Seven years later, the basic Lard sound is still intact, though not as breakneck as it was on Reid. Instead, the music falls more into the Pailhead (the Barker/Jourgensen project with Ian MacKaye) category of rhythmic metallized riffs. Jello, of course, is Jello. His voice stands alone in the underground. Naturally his lyrics are scathing and biting, calling attention to all sorts of wrongs, such as the war on drugs ("I wanna be a drug sniffing dog"). The last track, "Sidewinder", has the classic Lard epic feel, also being the strongest song on the album.
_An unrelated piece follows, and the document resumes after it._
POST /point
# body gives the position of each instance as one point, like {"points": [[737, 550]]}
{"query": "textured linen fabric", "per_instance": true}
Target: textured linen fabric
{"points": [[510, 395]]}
Though not quite the steamroller of the previous album, Pure Chewing Satisfaction is an okay release that deserves the attention of both metalheads and punkers alike. If nothing else, read the collage of clippings on the inside. The bizarre, but true, stories are worthy of an education unto itself.
Review by John Chedsey
Review date: 06/1997
|©2000 Alternative Tentacles
1. 70s Rock Must Die
2. Volcanus 2000 (We Wipe The World)
3. Ballad Of Marshall Ledbetter
Lard projects are often years apart and as it seems, less prolific in terms of songwriting. The project, containing Jello Biafra matched with Al Jourgensen and Paul Barker, took three years between this and their last release, Pure Chewing Satisfaction. Pure Chewing Satisfaction turned out to be an album that was interesting initially but failed to keep a listener's attention over time, so perhaps a brief three song EP turned out to be a wise move. As obvious as it may be from the album artwork and title, 70's Rock Must Die proves that none of these men share any of the nostalgia for that decade that seems to be permeating current culture. The title track assumes every single cliche element of 70s rock and incorporates it into a hilarious and scathing parody of cock rock. Biafra even inflates his falsetto more than ever to assume the role. The other two tracks are a bit more standard Lard pieces of heavy, semi-industrialized rock similar to the slower tracks of The Last Temptation of Reid. The EP isn't particularly the most necessary CD you'll purchase this year, but the title track's brilliance makes it something you do need to hear sometime in your life.